The Rules of Civil Procedure apply to an action commenced in common pleas court pursuant to R.C. 4112.06. Abbyshire Constr. Co. v. Civil Rights Comm. (1974), 39 Ohio App.2d 125, 68 O.O.2d 319, 316 N.E.2d 893. R.C. 4112.06 is silent as to whether the petition initiating the appeal must be served through the clerk of courts. However, a de novo hearing of a Civil Rights Commission decision on the merits is clearly adversarial in nature. Therefore, Civ.R. 3(A) and Civ.R. 4(A) and (B) apply absent a good and sufficient reason not to apply those rules. We cannot find such good and sufficient reason.

*165Id. at 156.

{¶ 9} The same court reached a similar result years later in Donn, Inc. v. Ohio Civ. Rights Comm., 68 Ohio App.3d 561, 589 N.E.2d 110 (8th Dist.1991). In that case, the court specifically held that “R.C. 4112.06(B) requires that a notice of judicial review proceedings be served upon ‘all parties who appeared before the commission.’ Civ.R. 3 and 4 further provide that a civil action is commenced by the filing of a complaint with the court and service upon the defendant through the clerk of courts within one year of filing.” Id. at 565.

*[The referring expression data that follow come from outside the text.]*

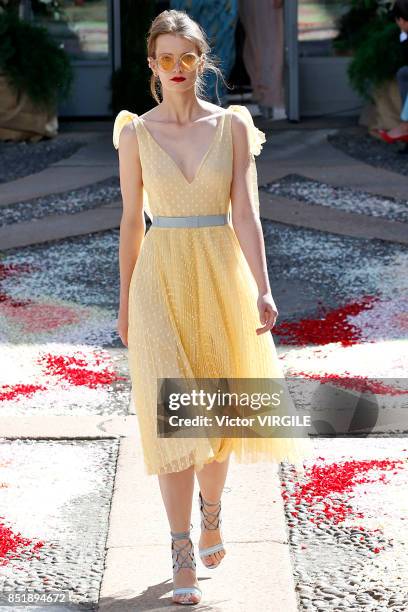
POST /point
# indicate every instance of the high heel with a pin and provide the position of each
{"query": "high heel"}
(183, 556)
(210, 520)
(391, 139)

{¶ 10} The office of the clerk of courts exists for a reason. The use of a central office brings stability to the system. The judicial system and the public thus have a concrete method of knowing when a document has been filed, who has been served with that document, and how that document was served. As this court recently reasoned in Clermont Cty. Transp. Improvement Dist. v. Gator Milford, L.L.C., 141 Ohio St.3d 542, 2015-Ohio-241, 26 N.E.3d 806, ¶ 2, “actual knowledge” is never a substitute for service by the clerk of courts. Accordingly, the employer was required to perfect service through the clerk of courts within one year of the filing of the petition for judicial review of this administrative decision. The employer did so in this case. Once the notice of appeal was timely filed in the court of common pleas, the action should not have been dismissed by the common pleas court for failure of service. The employer, like all litigants, had one year to perfect service.

Conclusion

{¶ 11} Based upon the foregoing analysis, we agree with the conclusion reached by the court of appeals. The Rules of Civil Procedure apply to proceedings initiated pursuant to R.C. 4112.06; therefore, the petition for review of an order of the Civil Rights Commission must be served by a clerk of courts on all parties who appeared before the commission and on the commission itself within one year of the date that the petition was filed, as required by Civ.R. 3(A). Accordingly, we affirm the judgment of the Fifth District, and we remand the cause to the Stark County Common Pleas Court for further proceedings according to law and consistent with this opinion.

Judgment affirmed.

O’Connor, C.J., and Pfeifer and Lanzinger, JJ., concur. O’Donnell, Kennedy, and French, JJ., concur separately.